We went through the usual discussions about who said what, and who did this and that, and how what you put forth in the world will define how people treat you, and how trying too hard sometimes could backfire. We talked and he half listened and he half heard, and then finally I came up with this: I told him I was going to name some people, and I wanted him to say the first three words that came to mind when he thought of each person. I named a few friends and relatives, a teacher, a classmate or two. He came up with words for each of them pretty easily: “funny,” “smart,” “hyper,” “a little show offy,” “nice.” And then I asked him, “When people hear your name, or see you walk into a room, what are the three words you would most like to pop into their minds?”

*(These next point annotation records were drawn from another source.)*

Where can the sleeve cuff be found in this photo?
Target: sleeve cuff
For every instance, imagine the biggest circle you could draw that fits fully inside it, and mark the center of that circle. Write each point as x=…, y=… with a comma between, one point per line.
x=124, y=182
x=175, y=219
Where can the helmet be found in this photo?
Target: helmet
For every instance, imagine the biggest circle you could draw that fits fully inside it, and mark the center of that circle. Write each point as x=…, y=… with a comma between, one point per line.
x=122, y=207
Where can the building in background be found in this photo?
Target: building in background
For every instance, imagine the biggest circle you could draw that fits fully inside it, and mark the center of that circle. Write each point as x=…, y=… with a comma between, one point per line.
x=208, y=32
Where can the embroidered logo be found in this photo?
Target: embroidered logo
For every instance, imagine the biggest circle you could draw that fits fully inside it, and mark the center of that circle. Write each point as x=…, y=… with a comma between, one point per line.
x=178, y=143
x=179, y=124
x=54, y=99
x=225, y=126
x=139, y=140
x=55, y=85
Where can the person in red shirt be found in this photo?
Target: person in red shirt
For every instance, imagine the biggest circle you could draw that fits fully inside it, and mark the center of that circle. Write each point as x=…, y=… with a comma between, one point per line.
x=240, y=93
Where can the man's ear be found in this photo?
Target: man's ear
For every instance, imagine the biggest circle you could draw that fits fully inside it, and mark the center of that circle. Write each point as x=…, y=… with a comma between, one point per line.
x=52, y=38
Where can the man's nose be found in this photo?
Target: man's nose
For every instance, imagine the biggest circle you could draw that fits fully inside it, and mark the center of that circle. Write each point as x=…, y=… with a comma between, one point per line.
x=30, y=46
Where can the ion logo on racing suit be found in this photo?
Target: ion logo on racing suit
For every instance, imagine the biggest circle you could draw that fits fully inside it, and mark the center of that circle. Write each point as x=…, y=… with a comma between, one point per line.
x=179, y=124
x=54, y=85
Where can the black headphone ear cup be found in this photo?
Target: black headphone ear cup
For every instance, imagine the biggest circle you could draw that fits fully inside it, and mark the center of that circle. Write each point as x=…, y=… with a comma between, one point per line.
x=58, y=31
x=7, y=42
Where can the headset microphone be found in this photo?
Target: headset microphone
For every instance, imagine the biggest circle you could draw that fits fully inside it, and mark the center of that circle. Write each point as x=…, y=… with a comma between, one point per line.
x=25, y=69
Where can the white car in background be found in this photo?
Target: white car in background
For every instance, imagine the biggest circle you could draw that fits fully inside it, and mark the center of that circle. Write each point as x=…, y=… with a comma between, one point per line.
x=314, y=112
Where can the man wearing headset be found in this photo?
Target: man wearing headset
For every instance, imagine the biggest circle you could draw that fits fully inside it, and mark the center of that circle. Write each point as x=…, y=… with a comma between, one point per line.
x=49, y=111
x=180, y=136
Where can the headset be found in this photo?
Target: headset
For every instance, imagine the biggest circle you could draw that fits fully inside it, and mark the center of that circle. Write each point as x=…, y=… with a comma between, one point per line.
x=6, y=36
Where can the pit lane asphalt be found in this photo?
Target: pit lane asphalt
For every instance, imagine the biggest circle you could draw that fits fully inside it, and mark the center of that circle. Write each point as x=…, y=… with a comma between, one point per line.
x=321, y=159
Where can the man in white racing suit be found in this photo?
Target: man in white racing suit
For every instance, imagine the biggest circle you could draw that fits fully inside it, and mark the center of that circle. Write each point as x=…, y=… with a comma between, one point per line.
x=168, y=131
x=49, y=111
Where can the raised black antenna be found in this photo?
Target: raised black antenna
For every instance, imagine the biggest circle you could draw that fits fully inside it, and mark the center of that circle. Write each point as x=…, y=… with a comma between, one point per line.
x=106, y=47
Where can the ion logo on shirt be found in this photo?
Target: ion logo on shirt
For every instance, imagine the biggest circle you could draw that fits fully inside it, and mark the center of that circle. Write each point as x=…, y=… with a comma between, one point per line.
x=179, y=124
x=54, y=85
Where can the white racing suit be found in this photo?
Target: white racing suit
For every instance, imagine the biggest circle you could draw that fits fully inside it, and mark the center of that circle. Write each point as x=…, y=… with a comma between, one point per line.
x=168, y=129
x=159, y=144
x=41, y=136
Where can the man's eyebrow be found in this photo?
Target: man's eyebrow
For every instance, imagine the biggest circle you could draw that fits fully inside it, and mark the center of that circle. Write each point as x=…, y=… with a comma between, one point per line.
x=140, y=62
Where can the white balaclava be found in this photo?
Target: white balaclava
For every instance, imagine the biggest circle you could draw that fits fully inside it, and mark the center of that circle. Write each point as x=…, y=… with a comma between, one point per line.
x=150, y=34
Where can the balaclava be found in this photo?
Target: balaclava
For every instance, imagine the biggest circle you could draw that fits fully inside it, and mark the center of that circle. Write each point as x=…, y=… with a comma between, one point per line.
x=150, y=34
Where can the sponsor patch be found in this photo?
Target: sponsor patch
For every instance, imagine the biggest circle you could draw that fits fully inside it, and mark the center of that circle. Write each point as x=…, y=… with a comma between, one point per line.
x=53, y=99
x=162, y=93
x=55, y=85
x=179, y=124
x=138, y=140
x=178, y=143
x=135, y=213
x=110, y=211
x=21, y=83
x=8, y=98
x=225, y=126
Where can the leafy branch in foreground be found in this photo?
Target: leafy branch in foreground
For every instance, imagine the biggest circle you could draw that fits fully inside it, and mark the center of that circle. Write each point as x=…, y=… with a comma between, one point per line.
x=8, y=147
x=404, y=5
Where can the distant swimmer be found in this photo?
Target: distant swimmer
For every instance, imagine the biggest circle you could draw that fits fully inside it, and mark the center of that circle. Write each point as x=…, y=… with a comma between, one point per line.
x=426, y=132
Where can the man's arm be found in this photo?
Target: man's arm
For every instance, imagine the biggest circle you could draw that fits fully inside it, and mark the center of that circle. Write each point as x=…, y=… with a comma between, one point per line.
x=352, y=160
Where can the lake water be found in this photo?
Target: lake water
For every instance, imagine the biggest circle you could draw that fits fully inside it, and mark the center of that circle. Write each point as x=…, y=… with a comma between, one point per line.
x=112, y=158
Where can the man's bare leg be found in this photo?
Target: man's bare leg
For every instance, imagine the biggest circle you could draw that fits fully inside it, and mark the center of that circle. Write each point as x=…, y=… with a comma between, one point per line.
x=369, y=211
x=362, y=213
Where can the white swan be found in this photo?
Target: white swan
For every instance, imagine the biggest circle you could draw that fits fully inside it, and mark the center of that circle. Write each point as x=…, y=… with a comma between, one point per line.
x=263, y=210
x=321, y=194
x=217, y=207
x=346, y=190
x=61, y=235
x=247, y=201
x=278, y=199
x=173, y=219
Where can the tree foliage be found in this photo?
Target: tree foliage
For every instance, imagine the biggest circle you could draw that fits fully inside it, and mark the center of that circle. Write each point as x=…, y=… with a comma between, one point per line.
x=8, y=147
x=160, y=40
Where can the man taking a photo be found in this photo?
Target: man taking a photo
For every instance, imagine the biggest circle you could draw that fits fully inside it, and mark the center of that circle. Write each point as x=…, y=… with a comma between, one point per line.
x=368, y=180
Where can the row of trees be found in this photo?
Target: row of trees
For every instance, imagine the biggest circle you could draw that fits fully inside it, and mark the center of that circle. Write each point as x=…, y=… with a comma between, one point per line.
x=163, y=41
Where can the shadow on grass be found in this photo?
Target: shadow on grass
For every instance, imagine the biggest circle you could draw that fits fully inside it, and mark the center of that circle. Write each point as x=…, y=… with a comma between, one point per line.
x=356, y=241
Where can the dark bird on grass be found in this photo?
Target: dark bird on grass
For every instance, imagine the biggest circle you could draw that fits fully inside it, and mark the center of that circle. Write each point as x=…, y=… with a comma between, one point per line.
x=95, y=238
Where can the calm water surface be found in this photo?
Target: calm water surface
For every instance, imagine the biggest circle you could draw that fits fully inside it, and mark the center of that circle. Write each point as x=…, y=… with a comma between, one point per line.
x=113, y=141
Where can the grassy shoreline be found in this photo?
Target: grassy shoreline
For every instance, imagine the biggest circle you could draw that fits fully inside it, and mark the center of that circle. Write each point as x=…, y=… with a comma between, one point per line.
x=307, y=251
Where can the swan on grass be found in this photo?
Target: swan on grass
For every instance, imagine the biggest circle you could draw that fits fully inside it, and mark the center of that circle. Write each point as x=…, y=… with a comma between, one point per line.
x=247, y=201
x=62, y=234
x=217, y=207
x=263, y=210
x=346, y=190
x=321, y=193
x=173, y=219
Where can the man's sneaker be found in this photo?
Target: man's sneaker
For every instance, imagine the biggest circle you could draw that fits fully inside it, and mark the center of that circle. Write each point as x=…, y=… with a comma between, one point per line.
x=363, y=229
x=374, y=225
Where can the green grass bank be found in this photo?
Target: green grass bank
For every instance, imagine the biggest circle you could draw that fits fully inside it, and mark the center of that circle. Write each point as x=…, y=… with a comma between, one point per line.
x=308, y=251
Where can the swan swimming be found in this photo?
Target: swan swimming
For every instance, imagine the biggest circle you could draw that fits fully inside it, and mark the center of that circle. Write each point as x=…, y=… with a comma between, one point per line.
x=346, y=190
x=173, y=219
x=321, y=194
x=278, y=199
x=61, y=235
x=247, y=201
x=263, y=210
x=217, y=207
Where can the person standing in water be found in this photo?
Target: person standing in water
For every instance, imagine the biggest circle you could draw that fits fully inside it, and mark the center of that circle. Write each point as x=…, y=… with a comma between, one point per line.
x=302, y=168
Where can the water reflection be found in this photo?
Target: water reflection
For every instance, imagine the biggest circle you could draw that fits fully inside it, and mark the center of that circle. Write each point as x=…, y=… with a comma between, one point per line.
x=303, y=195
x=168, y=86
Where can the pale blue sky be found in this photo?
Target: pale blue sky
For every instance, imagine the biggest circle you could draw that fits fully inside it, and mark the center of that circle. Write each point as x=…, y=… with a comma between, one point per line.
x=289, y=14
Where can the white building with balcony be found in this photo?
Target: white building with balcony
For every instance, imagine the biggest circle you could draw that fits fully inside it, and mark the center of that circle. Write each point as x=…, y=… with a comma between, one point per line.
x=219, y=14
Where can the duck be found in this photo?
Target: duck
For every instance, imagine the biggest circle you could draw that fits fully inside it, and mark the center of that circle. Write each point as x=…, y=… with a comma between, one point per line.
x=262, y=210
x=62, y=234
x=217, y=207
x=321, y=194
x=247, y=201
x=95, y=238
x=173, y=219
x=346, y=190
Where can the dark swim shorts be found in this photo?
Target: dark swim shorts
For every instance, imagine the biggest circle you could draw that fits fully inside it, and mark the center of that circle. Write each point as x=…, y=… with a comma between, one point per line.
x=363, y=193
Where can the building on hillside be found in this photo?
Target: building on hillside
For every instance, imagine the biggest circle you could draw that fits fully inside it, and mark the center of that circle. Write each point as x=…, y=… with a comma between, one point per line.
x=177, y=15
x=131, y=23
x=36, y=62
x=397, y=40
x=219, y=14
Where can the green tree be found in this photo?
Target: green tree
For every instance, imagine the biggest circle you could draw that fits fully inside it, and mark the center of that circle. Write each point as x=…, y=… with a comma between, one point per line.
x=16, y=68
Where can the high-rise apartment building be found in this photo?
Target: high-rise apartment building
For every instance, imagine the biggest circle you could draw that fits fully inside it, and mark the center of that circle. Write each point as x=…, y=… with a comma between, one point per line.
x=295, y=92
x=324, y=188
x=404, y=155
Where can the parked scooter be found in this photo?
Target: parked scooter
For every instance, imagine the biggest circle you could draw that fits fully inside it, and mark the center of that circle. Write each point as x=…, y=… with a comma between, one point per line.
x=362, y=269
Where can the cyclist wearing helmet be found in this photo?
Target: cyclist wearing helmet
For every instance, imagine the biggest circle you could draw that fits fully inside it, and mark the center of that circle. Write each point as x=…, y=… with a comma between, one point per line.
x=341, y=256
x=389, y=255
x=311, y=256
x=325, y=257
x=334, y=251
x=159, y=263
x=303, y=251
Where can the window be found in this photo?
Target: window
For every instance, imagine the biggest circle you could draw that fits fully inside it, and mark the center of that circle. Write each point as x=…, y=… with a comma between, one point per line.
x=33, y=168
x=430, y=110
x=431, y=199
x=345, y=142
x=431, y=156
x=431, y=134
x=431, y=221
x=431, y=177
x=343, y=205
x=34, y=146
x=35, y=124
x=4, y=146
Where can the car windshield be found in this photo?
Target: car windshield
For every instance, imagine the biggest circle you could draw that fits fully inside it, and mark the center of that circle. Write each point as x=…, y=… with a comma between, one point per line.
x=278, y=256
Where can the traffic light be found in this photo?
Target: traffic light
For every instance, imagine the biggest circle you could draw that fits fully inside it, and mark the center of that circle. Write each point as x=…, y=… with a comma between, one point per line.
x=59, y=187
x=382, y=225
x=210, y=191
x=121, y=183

He thought about it, and hesitated. He came up with some words. The words were positive, along the lines of “funny, cool, interesting,” and all of them were words that, in fact, I could very easily see being used about him. But, I asked him, based on the way he’d been feeling and acting recently, if he thought that those were the three words that would come to people’s minds at this moment. He thought maybe not. I asked him if he thought these three words applied to how he thought about himself these days. He thought maybe not.
We talked a bit about how these words he had chosen could be more apt and accurate, not just in others’ minds, but in how he really felt about and identified himself. I handed him that mirror that we all have to hold up to ourselves now and again. What I liked about that conversation was that even though it was parent-led, to some degree, it was kid-decoded. I didn’t stand there with my pointed finger (a stance that is uncomfortably familiar) telling him what he was doing wrong. He was figuring it out himself, with a few prompts. It was less contentious than it could have been, and—more importantly, and hopefully—more effective.
Anyway, any minute there will be another bump, and I’m sure will find myself yelling at and apologizing to my kids before bedtime tonight, but I was pretty happy with the way that little conversation went. More importantly, so was my son. And if I may be so bold as to speak on behalf of all of us parents, that’s a moment to mark (and maybe even celebrate quietly after the kids go to bed).